Kapitel 14 • Mauro •
Ich schäume vor Wut. Das Timing hätte nicht beschissener sein können. In Blutrauschlaune verlassen wir gemeinsam das Anwesen, um uns auf den Weg zur Lagerhalle zu machen. Die Fahrt über verläuft still, nicht wissend, was uns genau erwartet. Mein Instinkt sagt mir, dass das keine defekte Gasleitung war. Man wollte uns treffen, man wollte uns erheblichen Schaden zufügen. Und das schafft man, wenn wir nicht rechtzeitig liefern können. Nicht nur der finanzielle Verlust, sondern auch eine verärgerte Black Axe beziehungsweise eine verärgerte Cosa Nera wären das Resultat davon. Abgesehen davon, dass es eine Menge Zeit und vor allem Geld kostet, wenn Feuerwehr und Polizei bereits vor Ort sind.

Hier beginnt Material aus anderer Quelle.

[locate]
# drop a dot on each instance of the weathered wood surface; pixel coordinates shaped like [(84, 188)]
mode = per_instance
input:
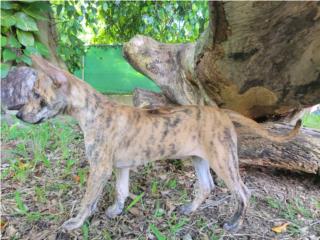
[(302, 154), (259, 58)]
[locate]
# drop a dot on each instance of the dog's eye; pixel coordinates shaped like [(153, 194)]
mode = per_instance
[(43, 103)]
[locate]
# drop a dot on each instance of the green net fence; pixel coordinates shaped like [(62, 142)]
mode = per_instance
[(107, 71)]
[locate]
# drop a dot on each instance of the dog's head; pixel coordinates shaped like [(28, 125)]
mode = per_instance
[(49, 94)]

„Abooo." Enea reißt mich aus meinen Gedanken. Ein kurzer Blick aus dem Fenster genügt, um das Ausmaß der Zerstörung einzuschätzen. Dario bringt das Auto direkt vor den Wagen der Einsatzkräfte zum Stehen. Mechanisch steigen wir aus und verteilen uns routiniert auf. Das Absperrband, das schaulustige Gaffer davon abhalten soll, den Trümmern zu nahe zu kommen überwinden wir schnell. Ich nehme mir direkt einen der Polizisten vor, der seit Jahren von uns korrumpiert wird und bringe in Erfahrung, was die Ermittlungen bis jetzt ergeben haben. Wie ich mir dachte, wurden Brandbeschleuniger und C4 Ladungen Sprengstoff gesichert. Wer auch immer das war, wollte sichergehen, dass sein Vorhaben auch gelingt.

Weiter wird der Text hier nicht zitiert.